Oleh Fransiskus Borgias
(Fakultas Filsafat, Universitas Katolik Parahyangan, Bandung)
“Kemesraan ini, janganlah cepat berlalu.” Begitu bunyi sepotong syair lagu beberapa dekade silam yang dinyanyikan beberapa penyanyi kenamaan. Melalui lagu tersebut mereka ingin mengabadikan sebuah rasa indah dalam relasi antar lmanusia, baik relasi inter-personal maupun relasi dalam komunitas (persekutuan pribadi-pribadi). Kenangan indah itu ditempatkan dalam ruang (space) indah: di tepi pantai, ada debur ombak, angin bertiup, pasir, burung camar, dan ada pelaut dan anak-anak yang bermain di pecahan ombak memutih di bibir pantai. Semuanya indah. Hati tenang. Ada penyembuhan. Ada healing, ada treatment di sana. Sebuah luka di sudut hati sepi, seperti perlahan merasa sembuh oleh keindahan itu. Begitulah kenangan. Selalu indah. Walau terasa pahit juga, karena semua itu sudah tidak lagi sekarang dan di sini, melainkan sudah meng-kemarin. Itu baru satu sisi dari dinamika hubungan antar-manusia, hubungan inter-personal dan sosial-komunal. Pada sisi lain, relasi-relasi interpersonal manusia bisa juga mudah dirusak oleh tendensi posesif manusia itu sendiri. Dari mana tendensi posesif itu? Ada yang menjelaskannya seperti ini: Hati kita sebagai manusia sangat rindu dan ingin dicintai oleh sang cinta, sehingga kita cenderung menjadi lengket-erat pada pribadi orang yang menunjukkan dan menawarkan cinta kita kepada kita, menunjukkan kasih sayang kepada kita, ataupun tali persahabatan kepada kita, atau sekadar perhatian dan dukungan kepada kita.

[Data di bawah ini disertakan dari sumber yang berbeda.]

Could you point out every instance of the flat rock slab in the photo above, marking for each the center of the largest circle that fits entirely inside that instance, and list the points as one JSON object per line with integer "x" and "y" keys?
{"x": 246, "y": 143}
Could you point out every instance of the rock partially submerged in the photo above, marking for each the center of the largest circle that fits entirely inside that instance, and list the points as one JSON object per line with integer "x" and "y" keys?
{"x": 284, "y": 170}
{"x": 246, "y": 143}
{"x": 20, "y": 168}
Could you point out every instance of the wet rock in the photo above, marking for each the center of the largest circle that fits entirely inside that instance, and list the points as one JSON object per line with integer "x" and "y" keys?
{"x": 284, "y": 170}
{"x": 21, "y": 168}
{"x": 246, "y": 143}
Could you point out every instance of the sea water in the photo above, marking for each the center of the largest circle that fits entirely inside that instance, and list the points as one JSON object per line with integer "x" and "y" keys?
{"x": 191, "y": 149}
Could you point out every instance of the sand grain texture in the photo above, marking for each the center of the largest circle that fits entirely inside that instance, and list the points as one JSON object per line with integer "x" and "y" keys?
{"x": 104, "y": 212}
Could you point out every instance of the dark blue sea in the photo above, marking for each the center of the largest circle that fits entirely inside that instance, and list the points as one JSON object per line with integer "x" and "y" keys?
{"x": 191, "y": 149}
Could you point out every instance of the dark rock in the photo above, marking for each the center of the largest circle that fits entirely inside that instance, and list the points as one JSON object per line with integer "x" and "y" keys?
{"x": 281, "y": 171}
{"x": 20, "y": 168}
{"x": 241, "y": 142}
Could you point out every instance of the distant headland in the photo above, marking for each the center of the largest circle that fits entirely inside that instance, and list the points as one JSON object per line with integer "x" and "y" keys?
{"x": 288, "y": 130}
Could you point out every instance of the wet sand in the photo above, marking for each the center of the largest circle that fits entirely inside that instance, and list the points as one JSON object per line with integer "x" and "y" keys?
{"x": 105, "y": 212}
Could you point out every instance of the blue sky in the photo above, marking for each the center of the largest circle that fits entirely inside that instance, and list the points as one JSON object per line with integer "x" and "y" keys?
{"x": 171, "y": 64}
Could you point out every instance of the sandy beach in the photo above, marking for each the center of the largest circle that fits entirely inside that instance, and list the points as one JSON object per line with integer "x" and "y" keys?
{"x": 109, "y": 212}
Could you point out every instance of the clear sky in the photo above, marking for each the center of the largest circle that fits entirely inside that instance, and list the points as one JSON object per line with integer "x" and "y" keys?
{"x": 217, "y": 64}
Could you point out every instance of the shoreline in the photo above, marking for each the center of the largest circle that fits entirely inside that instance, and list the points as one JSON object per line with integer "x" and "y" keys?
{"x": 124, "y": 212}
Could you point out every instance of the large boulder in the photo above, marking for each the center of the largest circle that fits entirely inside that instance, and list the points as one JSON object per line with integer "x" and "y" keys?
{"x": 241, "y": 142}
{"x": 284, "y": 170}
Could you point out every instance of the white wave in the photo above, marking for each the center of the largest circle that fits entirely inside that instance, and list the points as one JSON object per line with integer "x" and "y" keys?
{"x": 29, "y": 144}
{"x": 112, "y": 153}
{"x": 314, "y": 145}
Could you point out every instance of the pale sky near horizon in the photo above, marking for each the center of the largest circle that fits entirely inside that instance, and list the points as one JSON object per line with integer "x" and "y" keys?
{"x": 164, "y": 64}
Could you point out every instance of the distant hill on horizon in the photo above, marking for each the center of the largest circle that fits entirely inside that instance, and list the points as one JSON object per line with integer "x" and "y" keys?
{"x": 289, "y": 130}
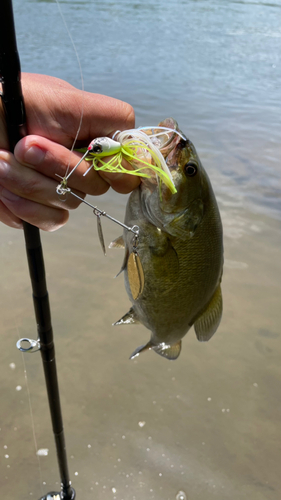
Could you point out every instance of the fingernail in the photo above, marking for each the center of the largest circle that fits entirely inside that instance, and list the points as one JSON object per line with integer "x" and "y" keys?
{"x": 34, "y": 155}
{"x": 7, "y": 195}
{"x": 3, "y": 169}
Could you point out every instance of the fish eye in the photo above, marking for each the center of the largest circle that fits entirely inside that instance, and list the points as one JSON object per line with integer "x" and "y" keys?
{"x": 190, "y": 169}
{"x": 97, "y": 149}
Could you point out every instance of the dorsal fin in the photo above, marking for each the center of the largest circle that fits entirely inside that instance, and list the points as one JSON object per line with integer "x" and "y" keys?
{"x": 207, "y": 323}
{"x": 129, "y": 318}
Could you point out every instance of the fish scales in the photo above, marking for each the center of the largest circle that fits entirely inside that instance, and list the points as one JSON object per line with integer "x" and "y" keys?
{"x": 180, "y": 249}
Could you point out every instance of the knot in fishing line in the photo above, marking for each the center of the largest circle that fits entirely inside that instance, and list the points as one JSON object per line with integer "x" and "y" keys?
{"x": 31, "y": 345}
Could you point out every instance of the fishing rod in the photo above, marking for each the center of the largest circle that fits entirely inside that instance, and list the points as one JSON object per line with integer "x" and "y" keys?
{"x": 14, "y": 110}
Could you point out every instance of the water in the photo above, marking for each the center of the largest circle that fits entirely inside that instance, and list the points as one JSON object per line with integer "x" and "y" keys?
{"x": 207, "y": 425}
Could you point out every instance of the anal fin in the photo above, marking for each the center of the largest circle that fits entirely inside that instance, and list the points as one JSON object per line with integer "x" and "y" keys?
{"x": 140, "y": 349}
{"x": 207, "y": 323}
{"x": 171, "y": 352}
{"x": 129, "y": 318}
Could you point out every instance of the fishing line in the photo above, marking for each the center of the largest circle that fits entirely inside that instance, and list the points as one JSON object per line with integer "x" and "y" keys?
{"x": 82, "y": 84}
{"x": 31, "y": 413}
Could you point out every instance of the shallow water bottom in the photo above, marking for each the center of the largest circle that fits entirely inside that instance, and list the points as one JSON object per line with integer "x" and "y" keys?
{"x": 207, "y": 425}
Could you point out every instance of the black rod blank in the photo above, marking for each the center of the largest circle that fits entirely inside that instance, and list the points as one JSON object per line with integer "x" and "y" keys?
{"x": 13, "y": 105}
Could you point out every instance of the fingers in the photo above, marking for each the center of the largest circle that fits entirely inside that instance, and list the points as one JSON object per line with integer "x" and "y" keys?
{"x": 30, "y": 184}
{"x": 8, "y": 218}
{"x": 54, "y": 109}
{"x": 13, "y": 210}
{"x": 53, "y": 160}
{"x": 27, "y": 195}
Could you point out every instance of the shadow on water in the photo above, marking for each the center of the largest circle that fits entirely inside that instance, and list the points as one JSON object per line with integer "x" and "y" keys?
{"x": 209, "y": 423}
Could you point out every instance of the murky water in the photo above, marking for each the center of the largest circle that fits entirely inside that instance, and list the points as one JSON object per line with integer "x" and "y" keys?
{"x": 208, "y": 425}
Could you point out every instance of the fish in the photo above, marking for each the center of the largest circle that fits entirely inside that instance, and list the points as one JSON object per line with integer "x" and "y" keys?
{"x": 173, "y": 268}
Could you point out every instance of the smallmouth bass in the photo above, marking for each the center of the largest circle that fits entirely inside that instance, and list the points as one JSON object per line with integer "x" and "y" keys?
{"x": 173, "y": 274}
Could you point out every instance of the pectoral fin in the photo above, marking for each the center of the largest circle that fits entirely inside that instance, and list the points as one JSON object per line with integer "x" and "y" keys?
{"x": 207, "y": 323}
{"x": 171, "y": 352}
{"x": 129, "y": 318}
{"x": 135, "y": 275}
{"x": 124, "y": 263}
{"x": 117, "y": 243}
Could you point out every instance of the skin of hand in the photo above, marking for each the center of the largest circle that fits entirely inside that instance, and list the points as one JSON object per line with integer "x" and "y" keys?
{"x": 28, "y": 177}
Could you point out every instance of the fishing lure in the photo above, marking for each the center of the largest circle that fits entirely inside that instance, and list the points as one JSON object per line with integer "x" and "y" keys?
{"x": 141, "y": 149}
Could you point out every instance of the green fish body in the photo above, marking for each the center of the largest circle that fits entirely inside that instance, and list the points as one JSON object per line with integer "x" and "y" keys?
{"x": 173, "y": 274}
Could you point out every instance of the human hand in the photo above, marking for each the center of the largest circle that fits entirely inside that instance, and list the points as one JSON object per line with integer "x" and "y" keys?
{"x": 28, "y": 177}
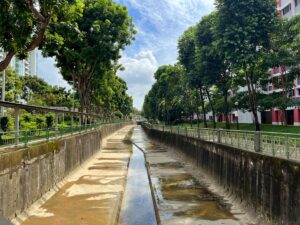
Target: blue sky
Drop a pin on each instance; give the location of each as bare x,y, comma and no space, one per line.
159,24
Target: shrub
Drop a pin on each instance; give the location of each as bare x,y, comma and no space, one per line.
40,121
4,123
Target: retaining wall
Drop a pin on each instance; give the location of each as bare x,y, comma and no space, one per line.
27,174
269,185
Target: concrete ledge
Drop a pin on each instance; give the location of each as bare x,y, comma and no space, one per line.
28,173
267,184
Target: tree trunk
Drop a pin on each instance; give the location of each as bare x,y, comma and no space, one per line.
39,37
253,105
203,107
197,110
227,122
212,107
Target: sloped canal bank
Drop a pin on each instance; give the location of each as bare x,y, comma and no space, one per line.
179,196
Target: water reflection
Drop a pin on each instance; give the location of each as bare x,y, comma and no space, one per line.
137,207
178,194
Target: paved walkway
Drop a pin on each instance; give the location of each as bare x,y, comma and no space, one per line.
93,194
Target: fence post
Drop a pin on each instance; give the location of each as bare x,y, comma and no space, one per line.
56,124
287,152
26,138
257,143
17,128
47,134
219,136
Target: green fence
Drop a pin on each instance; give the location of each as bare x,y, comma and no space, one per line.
23,137
283,145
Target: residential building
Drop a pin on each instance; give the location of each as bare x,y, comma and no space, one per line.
26,67
287,8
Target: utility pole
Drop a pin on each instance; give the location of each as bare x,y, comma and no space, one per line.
3,92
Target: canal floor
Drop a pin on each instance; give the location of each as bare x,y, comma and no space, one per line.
180,197
138,183
93,193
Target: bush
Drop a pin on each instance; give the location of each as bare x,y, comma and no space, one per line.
26,117
40,121
119,115
49,120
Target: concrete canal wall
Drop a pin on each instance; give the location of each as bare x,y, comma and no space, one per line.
269,185
27,174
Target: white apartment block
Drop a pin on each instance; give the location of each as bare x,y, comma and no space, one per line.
26,67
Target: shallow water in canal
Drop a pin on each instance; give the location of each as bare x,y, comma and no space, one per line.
137,207
179,196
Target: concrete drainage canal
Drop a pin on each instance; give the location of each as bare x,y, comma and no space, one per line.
162,190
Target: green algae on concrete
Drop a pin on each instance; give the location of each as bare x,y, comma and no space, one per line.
92,195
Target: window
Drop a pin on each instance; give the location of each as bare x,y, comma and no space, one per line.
286,9
276,70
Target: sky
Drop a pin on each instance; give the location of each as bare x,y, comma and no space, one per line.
159,24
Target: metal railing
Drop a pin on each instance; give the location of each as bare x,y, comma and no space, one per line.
18,136
284,145
23,137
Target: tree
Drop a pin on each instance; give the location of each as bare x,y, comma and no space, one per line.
285,57
24,24
13,86
91,47
166,100
245,27
211,63
188,57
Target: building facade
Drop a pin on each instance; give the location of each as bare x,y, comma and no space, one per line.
287,8
26,67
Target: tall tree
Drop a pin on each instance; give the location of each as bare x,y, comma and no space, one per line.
93,46
285,57
188,58
211,63
245,27
24,24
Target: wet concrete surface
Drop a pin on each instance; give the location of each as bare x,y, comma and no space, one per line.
180,197
92,195
137,207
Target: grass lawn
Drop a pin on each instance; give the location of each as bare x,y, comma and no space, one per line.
265,127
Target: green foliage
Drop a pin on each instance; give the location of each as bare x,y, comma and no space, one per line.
4,123
91,47
23,24
168,98
40,121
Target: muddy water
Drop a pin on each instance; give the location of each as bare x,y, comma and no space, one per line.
180,197
137,207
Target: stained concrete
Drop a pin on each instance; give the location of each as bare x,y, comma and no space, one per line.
268,186
93,193
181,195
34,173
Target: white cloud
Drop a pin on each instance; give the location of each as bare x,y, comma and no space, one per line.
159,23
138,74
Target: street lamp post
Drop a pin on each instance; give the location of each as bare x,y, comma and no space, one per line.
3,92
237,116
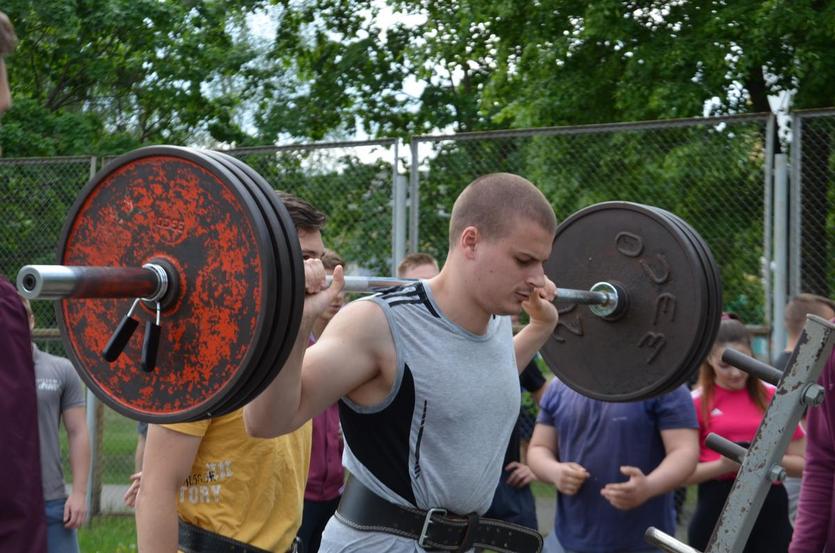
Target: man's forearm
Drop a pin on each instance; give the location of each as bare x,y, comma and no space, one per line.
672,472
274,411
530,340
79,446
156,521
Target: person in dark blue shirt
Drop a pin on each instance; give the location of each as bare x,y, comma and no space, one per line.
614,466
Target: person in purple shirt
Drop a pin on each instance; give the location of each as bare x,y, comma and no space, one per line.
22,519
614,465
326,476
814,528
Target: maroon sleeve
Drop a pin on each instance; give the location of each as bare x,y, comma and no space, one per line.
814,520
22,516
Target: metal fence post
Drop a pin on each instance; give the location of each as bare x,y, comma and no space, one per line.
398,215
796,205
781,231
413,198
768,214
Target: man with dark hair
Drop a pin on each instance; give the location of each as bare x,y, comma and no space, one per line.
61,398
230,491
428,376
794,319
22,524
22,520
418,265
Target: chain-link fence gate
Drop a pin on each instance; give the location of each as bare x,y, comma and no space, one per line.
711,172
353,183
812,218
716,173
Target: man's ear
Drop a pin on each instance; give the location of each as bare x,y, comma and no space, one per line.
469,241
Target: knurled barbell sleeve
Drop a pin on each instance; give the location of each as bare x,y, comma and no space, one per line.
752,366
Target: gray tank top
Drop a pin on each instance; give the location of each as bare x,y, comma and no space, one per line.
439,437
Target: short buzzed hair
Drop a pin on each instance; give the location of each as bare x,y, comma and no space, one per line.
493,203
415,259
802,305
304,215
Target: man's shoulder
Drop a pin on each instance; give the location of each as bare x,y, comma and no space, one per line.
56,363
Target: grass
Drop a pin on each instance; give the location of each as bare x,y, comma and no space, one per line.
108,534
117,453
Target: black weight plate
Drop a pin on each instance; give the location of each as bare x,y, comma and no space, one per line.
280,311
292,266
641,353
694,355
714,281
183,208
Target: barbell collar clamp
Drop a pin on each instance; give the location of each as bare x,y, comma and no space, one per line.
725,447
813,395
752,366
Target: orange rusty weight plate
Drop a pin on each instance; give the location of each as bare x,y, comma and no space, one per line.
173,204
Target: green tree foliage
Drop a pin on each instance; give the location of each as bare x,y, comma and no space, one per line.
511,62
107,75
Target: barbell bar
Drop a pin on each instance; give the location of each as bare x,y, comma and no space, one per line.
206,243
151,282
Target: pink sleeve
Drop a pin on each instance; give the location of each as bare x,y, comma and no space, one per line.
814,517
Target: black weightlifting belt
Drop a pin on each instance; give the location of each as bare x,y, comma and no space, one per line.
193,539
434,529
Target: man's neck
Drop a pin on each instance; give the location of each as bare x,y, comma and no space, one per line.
456,302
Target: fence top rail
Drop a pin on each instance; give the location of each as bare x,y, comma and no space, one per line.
44,160
814,112
311,146
596,128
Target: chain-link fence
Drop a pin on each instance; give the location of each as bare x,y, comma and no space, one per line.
711,172
812,219
352,182
715,173
36,195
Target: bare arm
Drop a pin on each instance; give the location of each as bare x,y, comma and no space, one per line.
543,460
794,460
351,351
682,453
168,459
78,439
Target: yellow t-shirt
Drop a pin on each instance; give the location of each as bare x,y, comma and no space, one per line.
248,489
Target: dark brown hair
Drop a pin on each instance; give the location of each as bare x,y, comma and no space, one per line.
304,215
495,202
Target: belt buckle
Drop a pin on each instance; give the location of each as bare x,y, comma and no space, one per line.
426,522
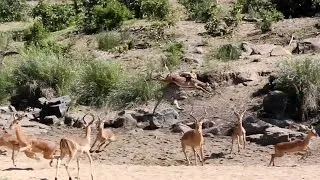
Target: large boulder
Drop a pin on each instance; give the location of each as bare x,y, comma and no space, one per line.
180,128
253,125
164,119
56,106
124,120
274,135
275,103
310,45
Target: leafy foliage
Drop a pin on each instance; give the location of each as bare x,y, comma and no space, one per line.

Sebenarnya itu biasa saja. Begitulah kepekaan hati manusia. Begitu kita merasakan ada isyarat cinta, kita seperti menghendaki sesuatu yang lebih dari sekadar yang sekilas itu. Tendensi itulah yang bisa menjelaskan mengapa para kekasih sering bertengkar. Pasti ada salah paham, dan hal itu wajar saja dalam proses saling belajar mengenal satu sama lain. Pertengkaran antara kekasih adalah pertengkaran antara orang yang menghendaki sesuatu yang lebih dari yang lain ketimbang apa yang senyatanya bisa atau rela mereka berikan. Di sini dibutuhkan ketenangan dan kesabaran. Dalam proses itu tidak bisa ada pemaksaan. Harus perlahan-lahan. Karena irama kecepatan masing-masing pihak berbeda. Dalam hal ini kita tidak bisa memaksa. Mungkin kali ini, salah satu pihak hanya merasa cukup aman jika memberikan dan membuka diri sampai pada tingkat tertentu. Itu terjadi, karena proses membuka diri sama seperti membuka gerbang benteng. Sebelum kita kenal yang datang, kita buka dulu lubang intip. Jangan-jangan yang datang itu bukan orang baik, melainkan musuh. Setelah memastikan bahwa itu orang baik, barulah pintu gerbang dibuka penuh. Akan celaka, jika gerbang sudah dibuka penuh, ternyata yang datang adalah musuh yang menyerang dengan senjata yang kuat. Harus diakui bahwa adalah sangat sulit bagi cinta untuk tidak menjadi cenderung posesif. Hal itu disebabkan karena hati kita mencari dan mendambakan cinta sempurna.
Tentu itu berat karena tidak ada manusia yang sanggup memberikan cinta sempurna itu. Semuanya masih dalam proses menjadi sempurna. Hanya Allah yang bisa memberikan cinta sempurna itu. Manusia tidak bisa. Ia hanya berusaha menjadi sempurna seperti Bapamu di surga sempurna adanya. Karena itu, proses mencintai adalah proses-seni. Seni mencinta harus mencakupkan seni membuka dan memberi ruang hati dan budi terhadap satu sama lain. Itu harus. Kita tidak dapat dan tidak boleh memaksa masuk ke sana, sebelum dibuka dan dibagi. Manakala kita dengan paksa masuk ke dalamnya, melakukan invasi-psikologis ke ruang orang lain, saat itu kita menjajah orang tersebut, dengan tidak membiarkan dia menjadi dirinya sendiri dalam martabat kebebasannya. Jika itu yang kita lakukan, maka kita pasti mendatangkan derita dan sakit hati dan luka-luka dalam relasi kita. Luka-luka itu akan menimbulkan rasa sakit jika terus dipaksakan. Akan berbeda ceritanya jika kita sudah saling belajar perlahan-lahan untuk saling membuka diri dan membagi hati, maka di sana akan tercipta ruang untuk bergerak leluasa, dan dalam ruang itulah kita bisa berbagi kasih, berbagi pemberian diri. Hanya dalam kondisi seperti itulah bisa terbangun kedekatan dan keintiman sesungguhnya. Keintiman sejati hanya bisa terjadi melalui misteri saling berbuka hati.